A Single-Phase-to-Ground Fault Detection Method Based on the Ratio Fluctuation Coefficient of the Zero-Sequence Current and Voltage Differential in a Distribution Network

Abstract

Because the traditional zero-sequence overcurrent protection method is not effective in detecting single-phase-to-ground faults (SPGF) in a low-resistance grounded system (LRGS), this paper analyzes the fault characteristics of a 10-kV LRGS in detail. From the perspective of the time domain, the relationship between zero-sequence current and zero-sequence voltage is deduced, and the characteristics corresponding to faulty lines and nonfaulty lines are analyzed. The analysis reveals that the ratio fluctuation coefficients of the zero-sequence current to the differential zero-sequence voltage corresponding to faulty lines and nonfaulty lines have notably different characteristics; consequently, a high-sensitivity SPGF detection method is proposed.

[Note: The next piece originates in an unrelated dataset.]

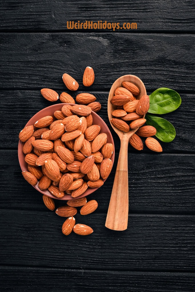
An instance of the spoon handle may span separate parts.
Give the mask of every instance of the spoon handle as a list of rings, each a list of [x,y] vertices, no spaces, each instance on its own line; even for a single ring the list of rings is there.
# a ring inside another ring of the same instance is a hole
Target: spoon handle
[[[105,226],[113,230],[127,228],[129,209],[128,163],[129,139],[123,135]]]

This method considers the existence of unbalanced loads and asymmetric parameters in the distribution network, can effectively identify high-impedance faults as high as 5000 Omega and nonlinear arc grounding faults, and can resist noise interference with a signal-to-noise ratio of 20 dB. Finally, many simulations and comparisons based on PSCAD/EMTDC verify that the proposed detection method has better applicability than the existing methods in detecting high-impedance SPGFs.